Most of us have seen one, but maybe weren’t quite sure what it was for, or how to use it.
A foam roller is a piece of hard foam in the shape of a cylinder. They come in various shapes and sizes, but all serve the same purpose. Using a foam roller is like having a sports massage, but you do the work yourself. Foam rollers stretch and lengthen muscles and tendons, but also have the ability to break down scar tissue. By using a foam roller you provide myofascial release and soothe tight fascia, while increasing circulation to soft tissues and improving your blood flow.
Myofascial release is a technique where the individual uses sustained but gentle pressure, while applying traction to the fascia. Myofascial release has been proven to relieve certain muscle and joint pain, in addition to increasing range of motion and flexibility.
The best thing about foam rollers is that they are inexpensive and you can use them just about anywhere. Here I have provided a few exercises that will not only allow you to feel the benefits of the foam roller, but also instruct you to how to use one.
Glutes/Hamstrings
Start by sitting on the roller with the soft part of your glutes directly on top. Slowly begin to roll back and forth. Slowly roll down your leg toward your knee, working your hamstrings the same way. You can slightly change your position to work the entire muscle. Finally, slowly roll from the buttocks down toward the knee, and continue to roll back and forth. Remember to slightly pause and apply a bit more pressure to any spots that are sore or tight.
Quadriceps
Begin by lying on top of the foam roller. Position your upper thigh on the roller and support and balance your bodyweight by placing your forearms on the floor (almost in a plank position). Slowly begin to roll the foam roller down toward your knees, and continue the back and forth movement. Be sure to adjust pressure as needed for tight areas. You can also perform this exercise with one or both legs.
Calves
Begin by placing the foam roller under your calves. Place your hands on the floor just to the outside and slightly behind your hips (you will use them for balance). Utilizing the foam, roll from your knee down to your ankles. Again, be sure to pause on tight areas. You can roll with your feet pointed and flexed, toes turned outward and inward. This will give you a more thorough stretch. You can increase pressure by placing one leg on top of the other.
IT Band
Using the foam roller on the IT band can be quite painful when you first start, but it is definitely one of the MOST beneficial stretches.
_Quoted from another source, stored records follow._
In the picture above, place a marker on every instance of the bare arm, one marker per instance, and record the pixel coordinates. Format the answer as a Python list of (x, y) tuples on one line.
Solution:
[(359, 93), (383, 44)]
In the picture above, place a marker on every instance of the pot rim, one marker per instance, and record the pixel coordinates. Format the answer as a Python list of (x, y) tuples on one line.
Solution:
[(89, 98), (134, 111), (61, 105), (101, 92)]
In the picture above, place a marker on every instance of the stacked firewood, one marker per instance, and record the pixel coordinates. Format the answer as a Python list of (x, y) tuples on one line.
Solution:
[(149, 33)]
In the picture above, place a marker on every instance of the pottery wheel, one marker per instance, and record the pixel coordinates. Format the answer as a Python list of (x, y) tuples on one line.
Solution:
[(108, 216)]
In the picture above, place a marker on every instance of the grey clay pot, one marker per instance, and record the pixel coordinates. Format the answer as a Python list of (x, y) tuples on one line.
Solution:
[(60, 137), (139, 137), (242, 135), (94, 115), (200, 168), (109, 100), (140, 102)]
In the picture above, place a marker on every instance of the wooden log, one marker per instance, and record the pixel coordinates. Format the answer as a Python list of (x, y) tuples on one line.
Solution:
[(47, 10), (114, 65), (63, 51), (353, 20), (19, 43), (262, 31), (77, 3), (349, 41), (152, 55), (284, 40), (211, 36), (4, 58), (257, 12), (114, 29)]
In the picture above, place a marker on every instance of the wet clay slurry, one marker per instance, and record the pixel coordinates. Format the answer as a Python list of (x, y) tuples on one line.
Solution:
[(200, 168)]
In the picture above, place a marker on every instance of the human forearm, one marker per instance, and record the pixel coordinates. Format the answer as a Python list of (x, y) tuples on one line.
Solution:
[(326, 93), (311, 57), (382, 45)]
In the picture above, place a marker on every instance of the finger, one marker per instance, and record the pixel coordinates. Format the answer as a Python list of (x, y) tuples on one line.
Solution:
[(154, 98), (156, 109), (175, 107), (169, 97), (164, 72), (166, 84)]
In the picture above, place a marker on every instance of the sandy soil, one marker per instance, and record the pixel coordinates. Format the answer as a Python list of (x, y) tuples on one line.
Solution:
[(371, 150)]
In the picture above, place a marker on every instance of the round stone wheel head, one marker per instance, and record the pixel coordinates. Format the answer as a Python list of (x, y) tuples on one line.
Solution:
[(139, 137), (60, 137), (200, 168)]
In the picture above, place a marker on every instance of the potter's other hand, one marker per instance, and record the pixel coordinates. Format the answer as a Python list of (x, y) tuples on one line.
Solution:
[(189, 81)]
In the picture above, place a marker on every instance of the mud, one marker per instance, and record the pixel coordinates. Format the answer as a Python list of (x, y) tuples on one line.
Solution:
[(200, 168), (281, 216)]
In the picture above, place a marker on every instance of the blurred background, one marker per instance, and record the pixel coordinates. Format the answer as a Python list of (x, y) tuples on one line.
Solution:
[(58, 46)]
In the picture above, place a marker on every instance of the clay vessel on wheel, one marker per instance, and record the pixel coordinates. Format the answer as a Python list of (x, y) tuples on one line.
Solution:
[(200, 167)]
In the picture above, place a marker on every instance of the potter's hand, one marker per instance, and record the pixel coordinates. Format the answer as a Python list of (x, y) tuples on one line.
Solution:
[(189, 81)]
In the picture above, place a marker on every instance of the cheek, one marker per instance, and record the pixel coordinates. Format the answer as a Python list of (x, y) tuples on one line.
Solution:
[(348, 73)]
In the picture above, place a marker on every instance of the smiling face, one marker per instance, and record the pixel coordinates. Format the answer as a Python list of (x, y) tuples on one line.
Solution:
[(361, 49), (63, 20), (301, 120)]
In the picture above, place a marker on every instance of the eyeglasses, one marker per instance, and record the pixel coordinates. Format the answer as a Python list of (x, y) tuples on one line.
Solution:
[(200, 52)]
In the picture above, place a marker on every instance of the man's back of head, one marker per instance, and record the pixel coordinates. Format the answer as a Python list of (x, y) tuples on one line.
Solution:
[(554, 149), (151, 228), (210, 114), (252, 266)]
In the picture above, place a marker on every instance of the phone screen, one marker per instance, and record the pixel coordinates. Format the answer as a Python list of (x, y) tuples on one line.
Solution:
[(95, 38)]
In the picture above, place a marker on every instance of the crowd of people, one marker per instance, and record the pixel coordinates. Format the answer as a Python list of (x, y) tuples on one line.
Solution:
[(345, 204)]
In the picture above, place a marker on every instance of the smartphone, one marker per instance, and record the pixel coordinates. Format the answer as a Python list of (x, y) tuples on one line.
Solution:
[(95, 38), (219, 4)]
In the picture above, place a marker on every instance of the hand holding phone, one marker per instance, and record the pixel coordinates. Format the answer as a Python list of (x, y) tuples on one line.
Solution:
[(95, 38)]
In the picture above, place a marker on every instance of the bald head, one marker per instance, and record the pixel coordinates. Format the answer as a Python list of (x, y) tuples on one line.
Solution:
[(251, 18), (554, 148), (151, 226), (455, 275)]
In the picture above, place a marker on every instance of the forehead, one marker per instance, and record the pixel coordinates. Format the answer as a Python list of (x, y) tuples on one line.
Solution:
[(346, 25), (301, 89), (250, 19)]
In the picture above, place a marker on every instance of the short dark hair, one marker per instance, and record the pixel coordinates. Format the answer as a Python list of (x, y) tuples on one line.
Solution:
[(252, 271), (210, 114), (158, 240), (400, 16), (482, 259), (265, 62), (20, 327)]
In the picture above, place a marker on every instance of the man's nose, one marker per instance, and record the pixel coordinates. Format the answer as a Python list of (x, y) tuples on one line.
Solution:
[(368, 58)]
Start by lying on the roller with it positioned right below your hip. Using your hands for support, roll from your hip down to your knee, pausing on tight or sore areas. Be sure to repeat on the other leg. If you want less pressure, place the foot of the non-working leg on the floor in front of you, with a slight bend in your knee. This position will also help with balance. However, if you need more pressure, keep your top leg in line with your bottom leg.
Traps/Rhomboids (Upper back)
Start by sitting on the floor with the foam roller behind you. Slowly lie back, positioning the roller just under your shoulder blades. Keep your feet flat and knees bent, while placing your hands behind your head for support. You will use your feet to control the back and forth movement, and to adjust the amount of pressure used on your back. Be sure to roll down to the mid back and continue the back and forth movement.
The best times to utilize these exercise are after a workout or immediately following a shower or bath when your muscles are warm and pliable. It would be highly beneficial for you to incorporate these exercises into your fitness regime 1-2 times weekly. However, if you are involved in intense physical activity on a daily basis, use them more often. Happy Training!!!